All of those lucky enough to be in Rescue Rooms created an amazing buzz as the crowd waited for Jake’s appearance. All things were in place for “young Dylan” to wow his home crowd. Jake Bugg then emerged to a raucous atmosphere and actually did a Dylan by throwing a curveball to the crowd – he opened with two songs from his ‘Taste It EP’: ‘Kentucky’ and ‘Love me the Way You Do’. Thankfully unlike Dylan he kept the songs in their original incarnation and although the crowd were put out, expecting tracks from his eponymous debut LP, there was still excitement in the air.

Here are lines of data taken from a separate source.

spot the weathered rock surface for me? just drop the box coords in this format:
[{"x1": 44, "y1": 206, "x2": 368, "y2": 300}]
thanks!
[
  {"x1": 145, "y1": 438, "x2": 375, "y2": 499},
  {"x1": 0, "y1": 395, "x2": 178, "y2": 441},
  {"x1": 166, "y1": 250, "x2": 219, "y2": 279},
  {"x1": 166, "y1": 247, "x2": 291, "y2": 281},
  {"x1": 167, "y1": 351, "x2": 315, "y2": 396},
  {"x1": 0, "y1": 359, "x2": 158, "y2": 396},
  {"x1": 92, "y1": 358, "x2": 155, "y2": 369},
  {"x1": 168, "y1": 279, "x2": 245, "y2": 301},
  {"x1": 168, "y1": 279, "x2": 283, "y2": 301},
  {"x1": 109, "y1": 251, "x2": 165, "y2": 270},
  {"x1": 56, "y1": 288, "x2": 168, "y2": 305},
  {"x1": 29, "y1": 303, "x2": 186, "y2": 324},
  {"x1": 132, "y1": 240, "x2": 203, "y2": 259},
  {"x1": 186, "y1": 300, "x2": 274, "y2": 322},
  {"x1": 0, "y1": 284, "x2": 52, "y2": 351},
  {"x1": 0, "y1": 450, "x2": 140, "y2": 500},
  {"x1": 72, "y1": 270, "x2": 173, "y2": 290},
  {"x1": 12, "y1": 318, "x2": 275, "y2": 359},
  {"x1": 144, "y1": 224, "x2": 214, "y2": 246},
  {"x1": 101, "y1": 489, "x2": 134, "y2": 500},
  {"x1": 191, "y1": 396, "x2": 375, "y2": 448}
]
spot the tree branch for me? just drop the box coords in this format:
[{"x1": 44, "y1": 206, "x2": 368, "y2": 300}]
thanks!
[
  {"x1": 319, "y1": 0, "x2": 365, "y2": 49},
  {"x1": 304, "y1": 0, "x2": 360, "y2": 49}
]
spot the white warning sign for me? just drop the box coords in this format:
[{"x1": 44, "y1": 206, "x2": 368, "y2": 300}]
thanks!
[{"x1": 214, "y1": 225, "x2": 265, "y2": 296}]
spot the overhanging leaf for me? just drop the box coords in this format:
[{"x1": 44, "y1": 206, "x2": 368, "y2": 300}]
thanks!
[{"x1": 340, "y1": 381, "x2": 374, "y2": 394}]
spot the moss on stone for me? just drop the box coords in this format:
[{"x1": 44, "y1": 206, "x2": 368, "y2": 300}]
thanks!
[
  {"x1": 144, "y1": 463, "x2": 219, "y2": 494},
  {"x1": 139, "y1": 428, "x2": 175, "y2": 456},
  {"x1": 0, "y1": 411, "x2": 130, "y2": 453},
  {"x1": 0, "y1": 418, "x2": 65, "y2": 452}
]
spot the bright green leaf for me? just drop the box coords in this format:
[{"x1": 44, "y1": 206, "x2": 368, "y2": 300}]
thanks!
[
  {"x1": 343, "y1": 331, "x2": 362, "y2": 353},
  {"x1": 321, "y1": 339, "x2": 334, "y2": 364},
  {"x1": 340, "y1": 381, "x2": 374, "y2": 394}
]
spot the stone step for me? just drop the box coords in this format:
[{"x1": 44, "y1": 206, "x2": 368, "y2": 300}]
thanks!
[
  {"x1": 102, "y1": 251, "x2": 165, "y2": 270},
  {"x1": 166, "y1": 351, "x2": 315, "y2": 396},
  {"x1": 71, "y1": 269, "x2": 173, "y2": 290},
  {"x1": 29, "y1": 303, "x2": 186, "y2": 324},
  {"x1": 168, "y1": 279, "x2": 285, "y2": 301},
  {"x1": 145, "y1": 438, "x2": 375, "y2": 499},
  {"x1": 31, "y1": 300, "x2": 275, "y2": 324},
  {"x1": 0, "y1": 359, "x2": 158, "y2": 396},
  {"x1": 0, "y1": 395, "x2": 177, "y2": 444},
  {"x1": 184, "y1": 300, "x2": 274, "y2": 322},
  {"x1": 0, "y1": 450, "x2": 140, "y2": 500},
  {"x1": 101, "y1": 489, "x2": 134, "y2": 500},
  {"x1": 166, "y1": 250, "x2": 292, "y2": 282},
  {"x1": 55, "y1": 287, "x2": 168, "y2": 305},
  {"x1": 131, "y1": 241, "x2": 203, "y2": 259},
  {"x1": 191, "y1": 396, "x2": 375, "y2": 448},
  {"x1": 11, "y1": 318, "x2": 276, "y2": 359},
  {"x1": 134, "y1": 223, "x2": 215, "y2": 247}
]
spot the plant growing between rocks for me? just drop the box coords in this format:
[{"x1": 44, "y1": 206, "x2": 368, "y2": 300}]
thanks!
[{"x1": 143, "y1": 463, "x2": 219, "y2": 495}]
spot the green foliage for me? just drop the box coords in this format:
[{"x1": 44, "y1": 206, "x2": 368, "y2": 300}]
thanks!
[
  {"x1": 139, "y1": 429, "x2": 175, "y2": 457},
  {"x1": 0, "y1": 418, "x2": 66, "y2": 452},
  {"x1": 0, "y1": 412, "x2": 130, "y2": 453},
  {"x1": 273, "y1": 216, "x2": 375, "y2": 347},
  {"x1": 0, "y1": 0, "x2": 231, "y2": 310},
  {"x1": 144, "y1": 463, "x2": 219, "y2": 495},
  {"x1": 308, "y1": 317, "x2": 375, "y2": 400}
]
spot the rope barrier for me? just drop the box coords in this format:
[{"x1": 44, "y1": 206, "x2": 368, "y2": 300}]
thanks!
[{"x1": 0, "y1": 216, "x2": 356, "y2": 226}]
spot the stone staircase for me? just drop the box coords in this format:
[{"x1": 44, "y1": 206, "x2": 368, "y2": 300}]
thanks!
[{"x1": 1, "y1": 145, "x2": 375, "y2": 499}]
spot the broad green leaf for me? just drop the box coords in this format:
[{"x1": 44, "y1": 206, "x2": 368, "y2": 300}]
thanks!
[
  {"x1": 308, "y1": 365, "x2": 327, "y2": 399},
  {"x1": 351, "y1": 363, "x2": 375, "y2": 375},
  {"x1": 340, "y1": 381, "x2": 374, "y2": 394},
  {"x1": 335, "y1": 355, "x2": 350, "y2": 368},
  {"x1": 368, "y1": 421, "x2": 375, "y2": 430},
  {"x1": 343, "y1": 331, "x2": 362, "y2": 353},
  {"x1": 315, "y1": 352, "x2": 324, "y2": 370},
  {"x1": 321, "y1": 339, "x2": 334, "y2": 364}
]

People liken Jake Bugg’s sound (presumably primarily of his voice) to Bob Dylan, however ‘Trouble Town’ was suddenly sounding like Johnny Cash. This was presumably down to the bassist, who provided a strong rhythm for Jake throughout the gig. The strength of the bass on this song was previously demonstrated on his performance for Jools Holland on the BBC.
As Jake Bugg launched into ‘Seen It All’, there was the feeling that the gig was yet to really get going, but there remained plenty of time. This was followed by the unquestionably Dylan-esque ‘The Ballad of Mr. Jones’, which gave Jake a chance to show off his talents on electric guitar: he certainly succeeded.
The pace of the gig then slowed a bit as Jake demonstrated the talents that first garnered him attention – the 18 year old alone on stage with an acoustic guitar. As talented as Jake is as a songwriter and guitarist, his lack of charisma unfortunately meant that the songs didn’t truly penetrate the heart in the same way as they do on record. This lack of charisma unfortunately seemed to be the problem throughout the first two thirds of the gig – the crowd lapped up the songs, but Jake only rarely seemed to mirror this excitement on stage. He obviously thanked the home crowd for their support throughout, but there was no gushing praise like the crowd were giving to him. We have to cut Jake some slack, he is of course only 18 and the weight of expectation seemed to burden him throughout the night.
Thankfully the final third of the gig was nigh on faultless, he closed the main part of the set with crowd favourites ‘Two Fingers’, ‘Taste It’ and ‘Lightning Bolt’and the energy levels were finally rising in Rescue Rooms. Jake and his band were then recalled to the stage by chants of “We are Nottingham” and finally the lad from Clifton broke into a grin, as he saw the adoration of the homecrowd. With his confidence and the crowd’s energy finally at the same level, ‘Country Song’ reverberated beautifully around the venue. The encore was a faultless demonstration of Jake’s power as a balladeer and a rocker.
This gig was expected to be a joyous homecoming and a special night for the local music scene. It was an unquestionably strong gig at times, however after all the build up and excitement there was a slightly underwhelmed feeling in the air. The gig only clocked in at fifty minutes (including omitting personal favourite ‘Broken’) and used the exact same setlist as the remainder of the tour. It seemed like the gig wasn’t really a glorious homecoming for Jake, but just the last date of his UK tour. The gig was never going to live up to the hype that surrounded it, but we dreamed of a happy homecoming that alas only really materialised in the final twenty minutes of the gig.